One of the issues with discerning meaning from incomplete fragments of text is that there are often multiple possible solutions. In many word games and puzzles, players guess letters to complete a word or phrase – the more letters that are specified, the more constrained the possible solutions become. But unlike these games, where players have to guess a phrase in isolation, historians restoring a text can estimate the likelihood of different possible solutions based on other context clues in the inscription – such as grammatical and linguistic considerations, layout and shape, textual parallels, and historical context.
Now, by using machine learning trained on ancient texts, DeepMind and Yiannis Assael, a Greek IT scientist built a system that can furnish a more complete and systematically ranked list of possible solutions, which will hopefully augment historians’ understanding of a text.

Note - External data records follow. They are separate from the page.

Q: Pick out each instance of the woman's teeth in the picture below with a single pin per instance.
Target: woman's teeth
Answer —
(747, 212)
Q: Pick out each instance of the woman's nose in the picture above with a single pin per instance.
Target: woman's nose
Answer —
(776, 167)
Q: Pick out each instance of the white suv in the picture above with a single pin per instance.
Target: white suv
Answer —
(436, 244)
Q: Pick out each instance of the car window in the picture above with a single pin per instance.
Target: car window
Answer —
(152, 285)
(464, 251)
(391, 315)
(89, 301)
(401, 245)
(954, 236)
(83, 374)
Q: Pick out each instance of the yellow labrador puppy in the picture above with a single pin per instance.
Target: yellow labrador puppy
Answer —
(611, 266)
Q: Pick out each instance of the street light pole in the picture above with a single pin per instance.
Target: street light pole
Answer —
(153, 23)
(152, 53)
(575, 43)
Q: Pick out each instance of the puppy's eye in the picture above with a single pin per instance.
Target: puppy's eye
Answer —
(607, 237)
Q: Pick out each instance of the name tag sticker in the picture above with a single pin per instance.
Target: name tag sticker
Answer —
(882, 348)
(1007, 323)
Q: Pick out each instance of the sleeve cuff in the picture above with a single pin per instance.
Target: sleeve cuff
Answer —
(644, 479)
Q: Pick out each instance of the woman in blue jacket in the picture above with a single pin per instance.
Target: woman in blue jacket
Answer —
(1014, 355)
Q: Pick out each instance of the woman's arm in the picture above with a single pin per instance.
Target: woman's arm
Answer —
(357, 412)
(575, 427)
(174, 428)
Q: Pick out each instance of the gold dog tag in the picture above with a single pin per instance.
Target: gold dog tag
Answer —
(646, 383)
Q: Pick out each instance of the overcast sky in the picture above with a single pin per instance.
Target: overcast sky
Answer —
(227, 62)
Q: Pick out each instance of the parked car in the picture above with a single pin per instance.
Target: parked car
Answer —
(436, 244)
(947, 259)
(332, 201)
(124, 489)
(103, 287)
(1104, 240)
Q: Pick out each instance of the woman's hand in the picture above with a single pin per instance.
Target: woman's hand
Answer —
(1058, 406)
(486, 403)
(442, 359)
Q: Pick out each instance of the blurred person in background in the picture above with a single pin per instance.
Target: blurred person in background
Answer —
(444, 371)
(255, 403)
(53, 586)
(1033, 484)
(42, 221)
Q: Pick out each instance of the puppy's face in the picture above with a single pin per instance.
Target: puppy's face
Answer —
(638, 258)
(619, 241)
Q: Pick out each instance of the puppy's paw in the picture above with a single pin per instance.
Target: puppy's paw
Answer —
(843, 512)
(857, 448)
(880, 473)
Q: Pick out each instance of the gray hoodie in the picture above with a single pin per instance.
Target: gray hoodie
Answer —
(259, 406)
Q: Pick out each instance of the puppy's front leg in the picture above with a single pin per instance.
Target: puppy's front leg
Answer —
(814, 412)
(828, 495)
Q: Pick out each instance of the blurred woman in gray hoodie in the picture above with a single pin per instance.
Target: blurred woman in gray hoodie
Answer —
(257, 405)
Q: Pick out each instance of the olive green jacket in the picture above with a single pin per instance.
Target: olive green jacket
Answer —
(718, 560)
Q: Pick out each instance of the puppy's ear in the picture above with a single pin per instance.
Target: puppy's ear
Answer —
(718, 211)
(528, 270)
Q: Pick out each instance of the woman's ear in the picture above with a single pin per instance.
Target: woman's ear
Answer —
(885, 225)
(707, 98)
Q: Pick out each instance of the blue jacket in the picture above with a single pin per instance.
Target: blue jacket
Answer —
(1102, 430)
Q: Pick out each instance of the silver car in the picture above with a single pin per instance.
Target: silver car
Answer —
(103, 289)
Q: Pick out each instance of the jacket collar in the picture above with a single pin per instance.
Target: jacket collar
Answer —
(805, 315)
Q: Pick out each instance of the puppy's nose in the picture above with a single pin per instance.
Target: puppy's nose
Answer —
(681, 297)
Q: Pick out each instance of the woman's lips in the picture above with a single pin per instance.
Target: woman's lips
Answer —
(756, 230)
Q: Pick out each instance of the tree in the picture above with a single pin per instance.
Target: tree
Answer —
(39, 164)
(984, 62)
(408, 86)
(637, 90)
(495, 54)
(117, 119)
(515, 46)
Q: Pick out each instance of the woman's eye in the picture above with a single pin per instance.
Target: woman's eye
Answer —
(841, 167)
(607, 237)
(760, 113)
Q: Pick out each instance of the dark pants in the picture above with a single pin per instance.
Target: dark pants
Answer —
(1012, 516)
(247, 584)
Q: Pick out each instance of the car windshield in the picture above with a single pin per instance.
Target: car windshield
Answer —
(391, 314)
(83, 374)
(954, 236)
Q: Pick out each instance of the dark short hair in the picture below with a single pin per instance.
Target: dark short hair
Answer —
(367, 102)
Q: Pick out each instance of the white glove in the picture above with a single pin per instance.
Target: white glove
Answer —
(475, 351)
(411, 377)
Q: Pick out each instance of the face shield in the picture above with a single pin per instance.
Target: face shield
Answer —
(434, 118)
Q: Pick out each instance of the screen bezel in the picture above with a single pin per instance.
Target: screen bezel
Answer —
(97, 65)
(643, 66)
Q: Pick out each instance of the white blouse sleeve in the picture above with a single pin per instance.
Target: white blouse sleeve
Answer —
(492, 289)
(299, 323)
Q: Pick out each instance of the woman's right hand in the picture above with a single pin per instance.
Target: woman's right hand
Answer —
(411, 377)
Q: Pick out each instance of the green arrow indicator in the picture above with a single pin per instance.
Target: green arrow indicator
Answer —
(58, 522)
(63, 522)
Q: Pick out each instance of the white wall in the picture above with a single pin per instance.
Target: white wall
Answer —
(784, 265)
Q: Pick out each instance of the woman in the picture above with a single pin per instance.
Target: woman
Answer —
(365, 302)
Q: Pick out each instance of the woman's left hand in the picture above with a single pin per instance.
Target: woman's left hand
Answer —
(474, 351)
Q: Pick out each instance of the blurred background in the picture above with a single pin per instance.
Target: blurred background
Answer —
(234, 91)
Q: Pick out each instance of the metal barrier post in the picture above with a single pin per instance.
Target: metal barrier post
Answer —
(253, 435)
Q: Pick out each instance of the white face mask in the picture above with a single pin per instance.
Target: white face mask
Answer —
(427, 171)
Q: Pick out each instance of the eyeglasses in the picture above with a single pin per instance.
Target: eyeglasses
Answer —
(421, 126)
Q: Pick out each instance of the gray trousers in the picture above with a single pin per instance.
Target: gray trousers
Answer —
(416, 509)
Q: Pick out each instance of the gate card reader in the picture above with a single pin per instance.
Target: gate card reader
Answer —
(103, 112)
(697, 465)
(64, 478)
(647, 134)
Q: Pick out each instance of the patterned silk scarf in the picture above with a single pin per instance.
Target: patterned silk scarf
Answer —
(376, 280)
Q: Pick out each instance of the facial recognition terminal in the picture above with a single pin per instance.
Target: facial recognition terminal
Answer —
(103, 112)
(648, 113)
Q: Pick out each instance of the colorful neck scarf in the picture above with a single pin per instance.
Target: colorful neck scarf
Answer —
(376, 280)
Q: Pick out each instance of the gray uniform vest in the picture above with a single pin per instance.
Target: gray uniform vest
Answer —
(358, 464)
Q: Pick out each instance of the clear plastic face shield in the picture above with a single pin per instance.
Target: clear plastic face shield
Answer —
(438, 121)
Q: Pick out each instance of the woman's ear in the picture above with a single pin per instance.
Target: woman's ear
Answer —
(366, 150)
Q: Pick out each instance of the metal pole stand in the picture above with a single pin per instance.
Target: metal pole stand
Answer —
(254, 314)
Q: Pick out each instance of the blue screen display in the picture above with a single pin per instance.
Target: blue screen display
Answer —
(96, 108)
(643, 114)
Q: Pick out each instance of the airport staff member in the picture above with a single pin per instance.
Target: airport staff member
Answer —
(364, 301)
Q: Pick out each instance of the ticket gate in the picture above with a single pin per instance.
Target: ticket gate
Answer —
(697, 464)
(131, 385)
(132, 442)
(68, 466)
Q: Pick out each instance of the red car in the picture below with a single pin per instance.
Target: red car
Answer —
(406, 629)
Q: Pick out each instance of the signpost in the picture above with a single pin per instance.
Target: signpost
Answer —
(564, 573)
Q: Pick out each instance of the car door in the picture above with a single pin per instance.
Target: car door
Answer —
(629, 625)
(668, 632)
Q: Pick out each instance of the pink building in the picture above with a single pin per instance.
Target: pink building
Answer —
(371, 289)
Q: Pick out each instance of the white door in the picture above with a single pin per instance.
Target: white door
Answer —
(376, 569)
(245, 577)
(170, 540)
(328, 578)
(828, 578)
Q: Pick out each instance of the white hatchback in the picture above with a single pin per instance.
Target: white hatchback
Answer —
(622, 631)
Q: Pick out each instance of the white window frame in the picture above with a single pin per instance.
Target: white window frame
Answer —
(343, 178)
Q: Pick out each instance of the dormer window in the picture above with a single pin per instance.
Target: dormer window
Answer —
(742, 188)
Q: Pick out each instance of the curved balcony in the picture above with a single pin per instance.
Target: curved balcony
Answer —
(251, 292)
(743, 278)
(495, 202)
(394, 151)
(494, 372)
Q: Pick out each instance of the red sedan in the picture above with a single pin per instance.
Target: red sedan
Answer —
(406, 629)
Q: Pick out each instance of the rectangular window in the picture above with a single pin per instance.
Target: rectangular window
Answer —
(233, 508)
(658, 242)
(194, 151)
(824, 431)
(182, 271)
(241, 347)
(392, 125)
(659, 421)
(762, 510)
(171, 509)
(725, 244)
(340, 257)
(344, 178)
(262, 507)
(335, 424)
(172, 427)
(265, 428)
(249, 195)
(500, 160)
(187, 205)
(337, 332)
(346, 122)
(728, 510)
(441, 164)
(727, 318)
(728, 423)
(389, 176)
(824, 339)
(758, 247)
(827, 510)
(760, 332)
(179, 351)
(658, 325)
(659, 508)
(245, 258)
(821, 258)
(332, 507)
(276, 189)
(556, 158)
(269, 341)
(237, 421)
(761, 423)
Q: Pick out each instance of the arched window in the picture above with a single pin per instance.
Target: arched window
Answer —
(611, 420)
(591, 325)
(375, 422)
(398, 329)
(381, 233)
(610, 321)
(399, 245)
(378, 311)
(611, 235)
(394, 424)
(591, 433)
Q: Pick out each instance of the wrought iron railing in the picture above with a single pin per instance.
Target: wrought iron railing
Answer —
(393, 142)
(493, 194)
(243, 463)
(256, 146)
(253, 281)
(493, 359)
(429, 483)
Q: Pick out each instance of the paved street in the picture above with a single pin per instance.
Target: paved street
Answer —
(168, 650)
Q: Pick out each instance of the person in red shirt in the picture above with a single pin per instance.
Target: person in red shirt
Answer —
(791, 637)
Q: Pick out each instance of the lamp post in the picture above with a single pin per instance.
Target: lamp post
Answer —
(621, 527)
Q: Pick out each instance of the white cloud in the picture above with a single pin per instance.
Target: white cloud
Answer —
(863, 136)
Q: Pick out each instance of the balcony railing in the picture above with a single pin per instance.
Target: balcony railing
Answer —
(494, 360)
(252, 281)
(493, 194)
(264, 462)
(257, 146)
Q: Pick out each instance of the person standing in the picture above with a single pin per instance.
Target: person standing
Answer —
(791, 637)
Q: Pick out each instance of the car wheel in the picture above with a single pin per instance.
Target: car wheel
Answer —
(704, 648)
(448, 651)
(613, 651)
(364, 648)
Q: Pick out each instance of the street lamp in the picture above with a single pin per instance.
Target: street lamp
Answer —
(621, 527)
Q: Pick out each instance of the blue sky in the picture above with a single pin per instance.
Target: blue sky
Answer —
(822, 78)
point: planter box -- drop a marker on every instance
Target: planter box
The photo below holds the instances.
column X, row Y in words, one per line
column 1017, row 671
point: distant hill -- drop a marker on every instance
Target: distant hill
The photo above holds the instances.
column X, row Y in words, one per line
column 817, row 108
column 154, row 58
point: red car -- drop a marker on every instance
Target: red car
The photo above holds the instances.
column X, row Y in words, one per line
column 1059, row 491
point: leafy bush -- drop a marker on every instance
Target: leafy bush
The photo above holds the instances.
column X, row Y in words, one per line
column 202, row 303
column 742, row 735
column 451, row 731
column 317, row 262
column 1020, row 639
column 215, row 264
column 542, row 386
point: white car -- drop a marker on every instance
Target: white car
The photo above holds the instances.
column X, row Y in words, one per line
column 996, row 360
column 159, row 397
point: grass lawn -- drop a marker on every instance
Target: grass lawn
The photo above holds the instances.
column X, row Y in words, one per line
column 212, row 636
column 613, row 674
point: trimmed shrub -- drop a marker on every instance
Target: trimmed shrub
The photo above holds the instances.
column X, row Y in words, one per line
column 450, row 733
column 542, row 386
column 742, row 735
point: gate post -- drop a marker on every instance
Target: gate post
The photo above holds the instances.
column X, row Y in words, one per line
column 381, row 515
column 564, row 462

Pythia – which takes its name from the priestess who delivered the god Apollo's oracular responses at the Greek sanctuary of Delphi – is the first ancient text restoration model that recovers missing characters from a damaged text input using deep neural networks. Bringing together the disciplines of ancient history and deep learning, the present work offers a fully automated aid to the text restoration task, providing ancient historians with multiple textual restorations, as well as the confidence level for each hypothesis. Pythia takes a sequence of damaged text as input, and is trained to predict character sequences comprising hypothesized restorations of ancient Greek inscriptions (texts written in the Greek alphabet dating between the 7th century BCE and the 5th century CE). The architecture works at both the character- and word-level, thereby effectively handling long-term context information, and dealing efficiently with incomplete word representations. This makes it applicable to all disciplines dealing with ancient texts (philology, papyrology, codicology) and applies to any language (ancient or modern).